Die Rücklehnen im Fond lassen sich in zwei gleich grossen Teilen umklappen (allerdings ohne komplett ebenen Ladeboden). Aufgestellt können sie zudem in zwei Neigungspositionen arretiert werden.

Neuerungen im Innenraum

Im Interieur hat Toyota ebenfalls «Hand angelegt». Der 14-Zoll-Touchscreen gehört jetzt zur Serienausstattung und ersetzt das bisherige 12,3-Zoll-Display. Ausserdem wurde die Mittelkonsole um 10 cm abgesenkt (zuvor wirkte sie zu dominant), was das Raumgefühl verbessert; gleichzeitig gibt es Platz, um zwei Smartphones parallel kabellos zu laden.

Damit wird ein Kritikpunkt am 2022er Modell entschärft: Der Fahrer fühlte sich etwas «eingeklemmt» zwischen der sehr breiten Türverkleidung und der aufdringlichen Mittelkonsole – untypisch für viele E-Autos, die oft durch offene, frei wirkende Innenräume auffallen. Unverändert bleibt allerdings, dass weiterhin kein Handschuhfach vorhanden ist, was ausgesprochen ungewöhnlich ist.

Bei der Materialanmutung gibt es noch Luft nach oben: Viele Flächen – selbst in unmittelbaren Kontaktzonen – sind aus hartem, eher schlicht wirkendem Kunststoff. Das findet man zwar auch bei anderen Elektroautos, sollte angesichts des hohen Preises aber besser gelöst sein.

Die Sitzbezüge vermitteln einen wertigen Eindruck, allerdings sind die Sitzflächen eher kurz geraten, und auch der Seitenhalt könnte stärker ausfallen.

Wie viel kostet der Toyota bZ4X 2026 – und wann kommt er?

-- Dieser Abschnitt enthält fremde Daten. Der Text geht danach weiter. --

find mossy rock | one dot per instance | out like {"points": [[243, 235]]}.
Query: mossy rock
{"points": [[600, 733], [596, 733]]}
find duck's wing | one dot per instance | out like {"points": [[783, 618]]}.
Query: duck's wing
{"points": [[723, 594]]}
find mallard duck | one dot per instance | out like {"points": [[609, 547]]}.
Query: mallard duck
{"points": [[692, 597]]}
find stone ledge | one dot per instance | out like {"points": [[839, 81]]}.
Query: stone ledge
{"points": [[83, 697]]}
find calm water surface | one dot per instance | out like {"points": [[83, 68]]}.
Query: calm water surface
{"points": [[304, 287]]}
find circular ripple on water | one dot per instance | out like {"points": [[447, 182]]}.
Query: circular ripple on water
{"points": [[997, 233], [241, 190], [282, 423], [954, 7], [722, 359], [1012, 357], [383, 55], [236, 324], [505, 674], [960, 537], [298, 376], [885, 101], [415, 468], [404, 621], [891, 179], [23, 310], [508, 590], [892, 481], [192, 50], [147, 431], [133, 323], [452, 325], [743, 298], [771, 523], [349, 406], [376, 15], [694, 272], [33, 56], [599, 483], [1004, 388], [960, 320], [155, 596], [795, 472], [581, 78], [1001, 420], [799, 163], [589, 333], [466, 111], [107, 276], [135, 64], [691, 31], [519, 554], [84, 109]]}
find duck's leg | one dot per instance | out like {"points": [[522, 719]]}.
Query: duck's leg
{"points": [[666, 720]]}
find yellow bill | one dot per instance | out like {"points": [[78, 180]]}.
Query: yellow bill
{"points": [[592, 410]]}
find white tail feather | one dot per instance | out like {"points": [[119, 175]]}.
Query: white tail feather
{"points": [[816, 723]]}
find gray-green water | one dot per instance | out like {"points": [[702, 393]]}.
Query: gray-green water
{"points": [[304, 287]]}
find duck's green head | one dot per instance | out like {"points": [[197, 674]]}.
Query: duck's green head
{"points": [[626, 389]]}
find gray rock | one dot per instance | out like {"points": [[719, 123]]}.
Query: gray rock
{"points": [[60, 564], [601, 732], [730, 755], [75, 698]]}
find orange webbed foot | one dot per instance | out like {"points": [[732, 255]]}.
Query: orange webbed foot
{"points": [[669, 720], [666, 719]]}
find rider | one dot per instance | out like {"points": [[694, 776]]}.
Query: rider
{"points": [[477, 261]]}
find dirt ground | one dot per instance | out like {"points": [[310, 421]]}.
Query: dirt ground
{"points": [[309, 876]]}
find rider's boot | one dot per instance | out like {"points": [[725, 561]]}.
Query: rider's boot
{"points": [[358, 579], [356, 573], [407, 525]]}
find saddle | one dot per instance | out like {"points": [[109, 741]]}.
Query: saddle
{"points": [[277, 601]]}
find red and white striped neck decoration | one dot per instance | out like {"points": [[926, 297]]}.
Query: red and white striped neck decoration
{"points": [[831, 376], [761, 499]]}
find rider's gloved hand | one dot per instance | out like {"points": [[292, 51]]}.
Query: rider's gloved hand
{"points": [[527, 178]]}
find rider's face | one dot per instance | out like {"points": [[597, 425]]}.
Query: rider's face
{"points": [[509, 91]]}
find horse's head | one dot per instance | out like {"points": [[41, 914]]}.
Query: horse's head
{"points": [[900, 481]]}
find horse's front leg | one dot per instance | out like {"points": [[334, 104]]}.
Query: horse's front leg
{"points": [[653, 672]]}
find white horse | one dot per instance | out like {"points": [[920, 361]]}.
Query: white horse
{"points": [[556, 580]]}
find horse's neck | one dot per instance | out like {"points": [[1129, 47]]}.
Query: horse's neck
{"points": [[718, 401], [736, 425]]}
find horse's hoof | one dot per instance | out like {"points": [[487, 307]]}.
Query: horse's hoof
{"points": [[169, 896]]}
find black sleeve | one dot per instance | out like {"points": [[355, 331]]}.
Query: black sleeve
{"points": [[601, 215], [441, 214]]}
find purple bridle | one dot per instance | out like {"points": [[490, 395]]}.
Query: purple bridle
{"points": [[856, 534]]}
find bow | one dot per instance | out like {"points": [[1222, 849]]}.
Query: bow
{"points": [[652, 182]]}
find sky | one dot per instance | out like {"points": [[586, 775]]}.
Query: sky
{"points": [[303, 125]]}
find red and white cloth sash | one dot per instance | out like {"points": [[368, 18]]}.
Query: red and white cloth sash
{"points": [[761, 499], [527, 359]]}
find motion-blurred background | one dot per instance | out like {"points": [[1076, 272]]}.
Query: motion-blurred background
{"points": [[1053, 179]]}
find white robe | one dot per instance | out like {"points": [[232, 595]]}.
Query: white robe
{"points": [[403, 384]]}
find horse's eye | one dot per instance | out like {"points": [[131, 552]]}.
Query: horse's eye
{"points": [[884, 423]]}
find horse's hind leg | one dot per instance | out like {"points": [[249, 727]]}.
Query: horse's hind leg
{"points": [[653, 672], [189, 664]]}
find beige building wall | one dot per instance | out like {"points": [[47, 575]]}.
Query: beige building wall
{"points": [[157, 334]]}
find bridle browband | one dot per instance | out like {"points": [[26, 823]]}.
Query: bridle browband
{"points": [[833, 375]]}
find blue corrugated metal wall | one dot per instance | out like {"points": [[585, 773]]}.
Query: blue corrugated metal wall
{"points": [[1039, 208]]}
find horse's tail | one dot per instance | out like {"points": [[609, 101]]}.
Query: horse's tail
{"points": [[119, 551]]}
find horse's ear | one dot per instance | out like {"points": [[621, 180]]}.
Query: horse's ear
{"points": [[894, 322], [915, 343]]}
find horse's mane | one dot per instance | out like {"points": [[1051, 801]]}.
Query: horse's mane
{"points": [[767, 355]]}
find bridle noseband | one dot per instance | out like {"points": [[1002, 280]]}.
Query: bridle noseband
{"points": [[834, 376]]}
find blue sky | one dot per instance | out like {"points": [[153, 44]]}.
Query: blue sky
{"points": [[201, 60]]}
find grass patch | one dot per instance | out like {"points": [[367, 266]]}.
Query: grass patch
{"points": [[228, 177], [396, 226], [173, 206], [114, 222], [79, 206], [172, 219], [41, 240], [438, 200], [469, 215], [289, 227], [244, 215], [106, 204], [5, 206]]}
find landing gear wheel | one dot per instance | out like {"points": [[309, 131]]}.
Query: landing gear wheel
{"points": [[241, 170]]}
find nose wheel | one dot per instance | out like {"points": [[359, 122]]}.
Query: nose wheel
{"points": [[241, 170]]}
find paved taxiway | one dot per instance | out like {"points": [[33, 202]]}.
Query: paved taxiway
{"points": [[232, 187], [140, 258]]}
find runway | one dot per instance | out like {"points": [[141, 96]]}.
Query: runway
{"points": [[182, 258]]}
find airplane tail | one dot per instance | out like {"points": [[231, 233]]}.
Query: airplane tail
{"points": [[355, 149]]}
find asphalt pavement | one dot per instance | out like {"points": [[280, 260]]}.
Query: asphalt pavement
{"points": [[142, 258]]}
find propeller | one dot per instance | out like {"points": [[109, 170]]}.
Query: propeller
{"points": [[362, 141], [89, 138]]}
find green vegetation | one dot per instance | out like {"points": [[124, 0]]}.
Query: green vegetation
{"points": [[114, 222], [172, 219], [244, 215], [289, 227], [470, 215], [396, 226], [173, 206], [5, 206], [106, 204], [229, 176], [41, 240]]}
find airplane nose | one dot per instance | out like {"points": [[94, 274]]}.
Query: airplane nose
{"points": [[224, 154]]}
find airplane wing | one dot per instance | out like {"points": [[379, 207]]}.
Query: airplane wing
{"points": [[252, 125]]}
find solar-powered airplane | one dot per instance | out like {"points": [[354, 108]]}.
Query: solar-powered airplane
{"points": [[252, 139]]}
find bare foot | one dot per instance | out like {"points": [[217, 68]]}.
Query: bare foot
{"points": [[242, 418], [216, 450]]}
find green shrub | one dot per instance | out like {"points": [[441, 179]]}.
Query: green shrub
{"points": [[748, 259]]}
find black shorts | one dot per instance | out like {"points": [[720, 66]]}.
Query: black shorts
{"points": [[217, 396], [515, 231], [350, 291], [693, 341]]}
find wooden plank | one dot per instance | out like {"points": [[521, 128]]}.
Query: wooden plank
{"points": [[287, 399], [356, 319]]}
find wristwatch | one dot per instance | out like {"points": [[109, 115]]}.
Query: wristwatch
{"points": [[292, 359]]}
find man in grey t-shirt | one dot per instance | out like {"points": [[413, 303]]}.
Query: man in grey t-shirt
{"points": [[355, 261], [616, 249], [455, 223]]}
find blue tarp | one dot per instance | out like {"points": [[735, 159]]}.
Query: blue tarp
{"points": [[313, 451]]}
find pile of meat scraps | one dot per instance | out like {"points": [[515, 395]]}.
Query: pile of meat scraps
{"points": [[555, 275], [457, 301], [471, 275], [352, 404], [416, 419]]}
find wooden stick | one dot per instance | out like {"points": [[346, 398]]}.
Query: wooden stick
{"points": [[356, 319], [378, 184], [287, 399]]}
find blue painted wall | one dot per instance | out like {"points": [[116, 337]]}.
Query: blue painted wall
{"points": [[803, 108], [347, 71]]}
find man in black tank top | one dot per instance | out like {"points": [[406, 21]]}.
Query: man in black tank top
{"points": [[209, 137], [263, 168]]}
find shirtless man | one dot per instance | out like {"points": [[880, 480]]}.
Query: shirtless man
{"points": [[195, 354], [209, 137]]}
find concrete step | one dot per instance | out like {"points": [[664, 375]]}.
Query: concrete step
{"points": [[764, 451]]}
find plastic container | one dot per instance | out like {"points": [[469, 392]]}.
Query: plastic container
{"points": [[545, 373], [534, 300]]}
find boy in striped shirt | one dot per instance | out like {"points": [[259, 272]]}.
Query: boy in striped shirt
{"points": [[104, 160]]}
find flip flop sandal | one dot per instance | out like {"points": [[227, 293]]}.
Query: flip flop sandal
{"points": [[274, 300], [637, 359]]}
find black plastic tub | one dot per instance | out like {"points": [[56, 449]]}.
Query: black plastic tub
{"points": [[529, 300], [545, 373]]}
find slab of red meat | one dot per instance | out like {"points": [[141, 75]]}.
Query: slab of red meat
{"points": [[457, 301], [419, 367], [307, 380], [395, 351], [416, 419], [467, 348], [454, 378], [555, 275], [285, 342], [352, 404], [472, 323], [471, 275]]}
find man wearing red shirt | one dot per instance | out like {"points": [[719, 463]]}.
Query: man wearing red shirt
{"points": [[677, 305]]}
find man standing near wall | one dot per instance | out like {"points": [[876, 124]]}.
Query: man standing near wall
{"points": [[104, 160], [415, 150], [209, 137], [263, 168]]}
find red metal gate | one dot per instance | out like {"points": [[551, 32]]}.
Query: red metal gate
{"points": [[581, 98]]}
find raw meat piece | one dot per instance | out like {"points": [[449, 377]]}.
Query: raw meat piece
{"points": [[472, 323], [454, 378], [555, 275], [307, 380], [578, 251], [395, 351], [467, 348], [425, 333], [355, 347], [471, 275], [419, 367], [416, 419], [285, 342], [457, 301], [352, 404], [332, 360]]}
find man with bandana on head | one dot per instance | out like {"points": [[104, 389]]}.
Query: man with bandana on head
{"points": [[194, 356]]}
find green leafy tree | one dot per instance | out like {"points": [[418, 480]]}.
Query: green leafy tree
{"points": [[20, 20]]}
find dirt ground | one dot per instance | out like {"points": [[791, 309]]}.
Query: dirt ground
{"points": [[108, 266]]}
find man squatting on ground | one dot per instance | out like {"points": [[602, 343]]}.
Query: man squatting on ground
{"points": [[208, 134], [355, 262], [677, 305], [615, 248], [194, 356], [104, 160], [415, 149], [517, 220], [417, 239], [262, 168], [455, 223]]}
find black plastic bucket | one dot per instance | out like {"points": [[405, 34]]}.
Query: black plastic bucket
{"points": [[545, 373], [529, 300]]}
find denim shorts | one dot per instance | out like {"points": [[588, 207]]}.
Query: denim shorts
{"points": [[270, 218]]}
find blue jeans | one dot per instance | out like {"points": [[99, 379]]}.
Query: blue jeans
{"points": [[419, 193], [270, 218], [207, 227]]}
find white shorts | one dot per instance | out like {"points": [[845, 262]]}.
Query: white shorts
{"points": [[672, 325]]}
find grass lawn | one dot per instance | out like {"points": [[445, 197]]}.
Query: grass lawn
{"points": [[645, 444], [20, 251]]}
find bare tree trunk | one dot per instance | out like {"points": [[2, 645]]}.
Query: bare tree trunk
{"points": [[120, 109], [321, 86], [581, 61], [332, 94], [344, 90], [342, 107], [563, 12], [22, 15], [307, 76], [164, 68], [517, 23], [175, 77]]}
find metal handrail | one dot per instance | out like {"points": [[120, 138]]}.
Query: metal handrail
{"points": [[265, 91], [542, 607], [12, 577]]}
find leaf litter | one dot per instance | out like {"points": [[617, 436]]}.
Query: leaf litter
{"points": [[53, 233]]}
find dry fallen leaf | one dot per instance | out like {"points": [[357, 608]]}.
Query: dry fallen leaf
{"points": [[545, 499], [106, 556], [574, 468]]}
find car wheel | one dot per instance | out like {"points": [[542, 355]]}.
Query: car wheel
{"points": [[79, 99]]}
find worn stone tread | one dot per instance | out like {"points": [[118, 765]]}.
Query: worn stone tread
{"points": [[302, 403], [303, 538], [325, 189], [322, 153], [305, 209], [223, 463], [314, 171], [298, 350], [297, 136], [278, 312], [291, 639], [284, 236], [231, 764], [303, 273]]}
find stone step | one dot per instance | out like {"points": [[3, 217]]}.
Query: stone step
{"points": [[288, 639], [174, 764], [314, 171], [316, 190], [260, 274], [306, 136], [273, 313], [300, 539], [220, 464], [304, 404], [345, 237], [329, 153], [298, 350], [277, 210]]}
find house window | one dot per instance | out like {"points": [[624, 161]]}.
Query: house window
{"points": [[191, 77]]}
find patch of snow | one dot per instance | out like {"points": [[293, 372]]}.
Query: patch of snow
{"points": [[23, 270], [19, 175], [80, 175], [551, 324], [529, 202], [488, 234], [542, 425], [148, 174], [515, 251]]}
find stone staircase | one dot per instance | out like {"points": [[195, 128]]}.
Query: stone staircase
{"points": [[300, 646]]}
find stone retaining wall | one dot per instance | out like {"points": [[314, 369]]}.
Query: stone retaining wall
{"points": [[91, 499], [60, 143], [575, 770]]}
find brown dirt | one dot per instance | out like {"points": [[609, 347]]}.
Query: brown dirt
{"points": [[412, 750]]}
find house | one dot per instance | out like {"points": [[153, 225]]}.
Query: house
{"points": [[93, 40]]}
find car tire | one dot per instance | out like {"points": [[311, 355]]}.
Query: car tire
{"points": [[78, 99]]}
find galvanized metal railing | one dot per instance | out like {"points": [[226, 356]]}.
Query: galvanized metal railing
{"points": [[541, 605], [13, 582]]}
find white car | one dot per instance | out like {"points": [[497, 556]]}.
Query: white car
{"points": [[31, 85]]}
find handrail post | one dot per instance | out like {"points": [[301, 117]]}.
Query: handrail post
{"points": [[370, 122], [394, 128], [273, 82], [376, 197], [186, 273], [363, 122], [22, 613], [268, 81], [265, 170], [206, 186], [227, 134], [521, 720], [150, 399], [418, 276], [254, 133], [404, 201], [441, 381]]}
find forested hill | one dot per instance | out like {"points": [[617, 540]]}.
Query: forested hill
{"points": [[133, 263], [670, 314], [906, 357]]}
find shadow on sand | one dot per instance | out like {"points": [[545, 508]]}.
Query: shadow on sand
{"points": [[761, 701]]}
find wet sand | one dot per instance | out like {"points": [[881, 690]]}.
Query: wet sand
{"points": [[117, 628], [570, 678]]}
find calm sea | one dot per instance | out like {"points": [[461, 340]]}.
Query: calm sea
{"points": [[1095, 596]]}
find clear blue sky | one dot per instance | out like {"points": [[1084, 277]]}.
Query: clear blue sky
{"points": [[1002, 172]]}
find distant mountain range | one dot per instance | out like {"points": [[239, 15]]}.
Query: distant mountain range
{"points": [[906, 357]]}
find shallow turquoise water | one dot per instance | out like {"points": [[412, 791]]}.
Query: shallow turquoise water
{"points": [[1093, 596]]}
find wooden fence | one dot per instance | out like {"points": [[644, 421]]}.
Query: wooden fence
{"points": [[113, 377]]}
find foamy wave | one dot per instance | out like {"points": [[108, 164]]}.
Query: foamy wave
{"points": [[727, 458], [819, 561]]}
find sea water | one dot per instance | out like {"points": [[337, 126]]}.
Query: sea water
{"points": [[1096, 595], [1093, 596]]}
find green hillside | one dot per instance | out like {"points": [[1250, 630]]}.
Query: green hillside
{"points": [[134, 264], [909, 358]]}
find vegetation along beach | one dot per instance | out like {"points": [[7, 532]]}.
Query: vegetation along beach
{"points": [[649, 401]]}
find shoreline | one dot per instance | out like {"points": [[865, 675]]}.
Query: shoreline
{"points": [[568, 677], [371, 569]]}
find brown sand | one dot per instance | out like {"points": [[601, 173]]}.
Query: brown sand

Konkrete Markteinführungsdaten nennt Toyota noch nicht, bestätigt aber, dass der bZ4X 2026 gegen Ende dieses Jahres in verschiedenen europäischen Märkten verfügbar sein wird. Zu Preisen für Portugal gibt es bisher keine Angaben.

Der aktuell noch angebotene bZ4X startet bei 47 440 Euro. Mit der Einführung der kleineren Batterie (71,4 kWh vs 57,7 kWh) dürfte Spielraum entstehen, den Einstiegspreis zu senken.